After it premiered in Texas in March 2011, The City Dark had its first Gulf showing last week in Doha, Qatar. Presented to a selected group of university students and staff at the beautiful Qatar Foundation Student Center, designed by architects Legorreta+Legorreta, a documentary about light pollution felt almost surreal. The Student Center is just one architectural masterpiece among many which form Doha’s Education City, a pioneering higher education and learning initiative of Her Highness Sheikha Mozah, Qatar’s First Lady. With Education City, Qatar’s ruling elite hopes to project the tiny country to the global map as having successfully fast-tracked itself into a knowledge society. Education City is located in the outskirts of booming Doha, in the middle ground between the bright city lights and the (at night) jet-black desert. In a way it is a continuation of the rapid and intensive urbanisation efforts that are driven by Qatar’s quest for economic diversification, moving away from the oil and gas sectors. At the same time, with its green initiatives, including LEED-certified student halls (which rank among the first in the country), Education City seeks to maintain the balance between the environment and development.
Qatar’s fast urbanisation, which feels much like “a century in thirty years”, has many parallels with the themes touched by Cheney’s documentary: the bright city lights are pushing away the desert and are forming new welfare generations that are increasingly disconnected from the desert skies and their roots in the harsh and but beautiful environment.
As pointed out in the Q&A session by Cheney, due to the still ongoing urbanisation and state-building process, Qatar has the opportunity to “get it right” from the beginning. This applies to light pollution as well as to urban planning in general. Unfortunately however, although there are little islands of greener planning (or “islands of efficiency”, a term coined by Steffen Hertog), like the Education City or the project to “restore” Doha’s old centre, much of urban development in Doha still has a chaotic feel to it. Doha’s now iconic skyline, an image of the West Bay sea of monumental skyscrapers has emerged from almost nothing in less than decade (see a picture from the mid-1980s).
Qatar’s fast growth is producing other types of contamination. The massive increase in heavy and energy industries and traffic has caused air pollution, construction (or “developmental activities”, as some prefer to call them) and waste have destroyed marine and terrestrial ecosystems and generated another nasty byproduct: noise. It's difficult to escape noise even at night in Doha. In its hurry to catch up with development, the city’s construction activities continue 24 hours a day. Throughout the night, fully lit-up skeletons of buildings dot the city’s roadsides, and the cacophony of heavy construction machinery echoes in most central neighbourhoods.

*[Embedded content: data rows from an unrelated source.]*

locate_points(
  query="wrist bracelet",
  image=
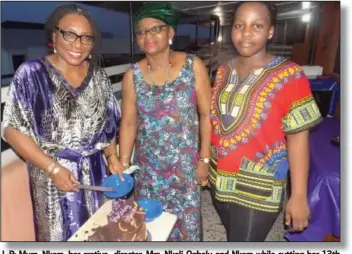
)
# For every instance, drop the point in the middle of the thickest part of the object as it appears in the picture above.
(108, 155)
(50, 168)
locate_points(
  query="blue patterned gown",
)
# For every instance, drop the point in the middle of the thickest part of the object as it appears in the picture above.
(167, 148)
(73, 125)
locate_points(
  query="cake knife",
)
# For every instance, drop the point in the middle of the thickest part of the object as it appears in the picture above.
(92, 187)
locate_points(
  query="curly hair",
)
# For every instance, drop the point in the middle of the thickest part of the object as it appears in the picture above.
(60, 12)
(269, 5)
(163, 11)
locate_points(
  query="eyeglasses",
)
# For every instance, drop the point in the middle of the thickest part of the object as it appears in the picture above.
(71, 37)
(153, 31)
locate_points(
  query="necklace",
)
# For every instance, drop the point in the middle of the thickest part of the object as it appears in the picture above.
(167, 75)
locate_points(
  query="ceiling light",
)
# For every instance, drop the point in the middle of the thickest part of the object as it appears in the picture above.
(306, 17)
(305, 5)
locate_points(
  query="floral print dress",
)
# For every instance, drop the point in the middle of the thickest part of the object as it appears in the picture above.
(167, 148)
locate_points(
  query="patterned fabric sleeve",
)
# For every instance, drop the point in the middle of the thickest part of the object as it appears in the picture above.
(302, 112)
(113, 114)
(17, 105)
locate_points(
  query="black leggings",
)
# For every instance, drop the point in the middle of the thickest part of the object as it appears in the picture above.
(243, 224)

Like most people, The City Dark’s director Cheney is also an optimist. He believes that there is hope. Like smokestacks, which were once the symbol of the wealth of a society but which have come to represent pollution, Cheney hopes that electric light, the symbol of wealth in the past century, will succumb to the realisation that both the energy used to produce electricity and light itself require a more sustainable approach.
Tonight, turn the lights off and try to see if you can see stars. Then go and see Cheney’s documentary. The next Middle East showing will be at the Abu Dhabi Film Festival in October.